Inside Out 2 (3 ½ stars out of 4)
I noticed something while watching “Inside Out 2” that I hadn’t quite picked up on before. We all know Pixar puts out films that are enjoyable for parents as well as their presumed adolescent target audience, and the new sequel to Pete Docter’s 2015 original maintains that standard. But like that film, “Inside Out 2” also captures something very real that even the best Pixar films can’t always manage.
The stakes are small, but they feel enormous.
We should all know the basic concept by now. The “Inside Out” films take place inside the mind of a young girl named Riley (voiced by Kensington Tallman). The main characters are her dominant emotions, personified: joy, sadness, anger, etc. These characters go on dramatic adventures, but on the outside, Riley is encountering very relatable, down-to-earth experiences. In the first movie, she was moving cross-country and starting in a brand-new school. In “Inside Out 2,” she’s attending a hockey camp. The fate of the world is not at stake, and Riley is no “chosen one” prophesied to bring balance to the Force or to fight off the Dark Lord Voldemort.

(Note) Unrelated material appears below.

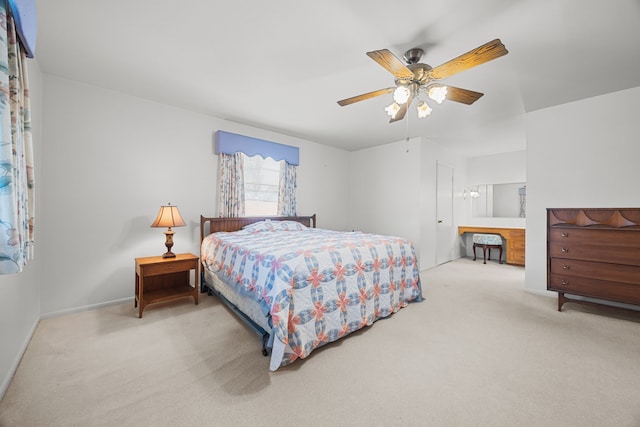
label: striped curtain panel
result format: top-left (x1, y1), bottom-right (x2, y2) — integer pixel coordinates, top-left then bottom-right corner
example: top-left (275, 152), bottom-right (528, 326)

And yet, in her mind, the fate of ‘her’ world is at stake.
Aside from the cleverness of the basic concept, this is one of the things I like best about the “Inside Out” films. It’s one of the reasons they hit so hard, no matter how old you are. Because sadly, the things Riley is wrestling with are the same things a lot of people continue to wrestle with their entire adult lives: change, disappointment, fear, even just dealing with other people.
Moving from Minnesota to San Francisco was a pretty big challenge in the first movie, but the new film has an even bigger challenge in store for Riley: puberty. Our hero is now thirteen years old, and all the abject horrors of the teen years—especially the middle school years—come crashing down when Riley heads off to a summer hockey camp with two of her closest teammates. On the way, she finds out her friends will be heading off to a different school in the fall, and once at the camp, Riley is presented with the temptation to team up with some of the popular kids on the high school team, which threatens to change her entire personality.
This brings us to the action inside Riley’s mind. In recent years, Joy (Amy Poehler), Sadness (Phyllis Smith), and the team have gotten into the bad habit of shuffling off Riley’s undesirable memories to a storage dump at the back of her mind. But that foreboding practice gets set aside when puberty brings a new group of emotions to Riley’s “control room.” Now the veterans have to fight for control with new competitors like Embarrassment (Paul Walter Hauser), Ennui (Adele Exarchopoulos), and worst of all, Anxiety (Maya Hawke). In no time, years of hard work get tossed aside as Riley’s personality seemingly gets rebuilt from scratch, this time with horrible sentiments like “I’m not good enough” providing the foundational blocks.
The movie plays this out with the old emotions getting banished to the back of Riley’s mind with the undesirable memories, then having to fight their way back to the control room, where Anxiety and co. have been running amok. In the “real world,” Riley is making drastic changes to her appearance and personality to find a new place in her environment, and threatening to derail all her best qualities in pursuit of a promising new future.
The new film keeps up the clever approach of the original, though it doesn’t offer a lot in terms of new twists and turns. But the basic idea is still meaningful enough that simply adding the specter of puberty and a handful of new emotions is enough to keep things engaging.
Funny enough, the animation and performances don’t especially stand out, but in a film like this, where the concept and the story are really what’s critical, it almost doesn’t matter. Altogether, “Inside Out 2” probably isn’t as good as the first film, but it’s not just a rehash, either. It’s a logical next step in a relatable journey that could keep generating new movies well into Riley’s adulthood. In fact, given the comic cutaways to the control rooms in Riley’s parents’ minds, an adult version of “Inside Out” could be a lot of fun.
“Inside Out 2” is rated PG, basically because it explores all those aforementioned emotions and themes.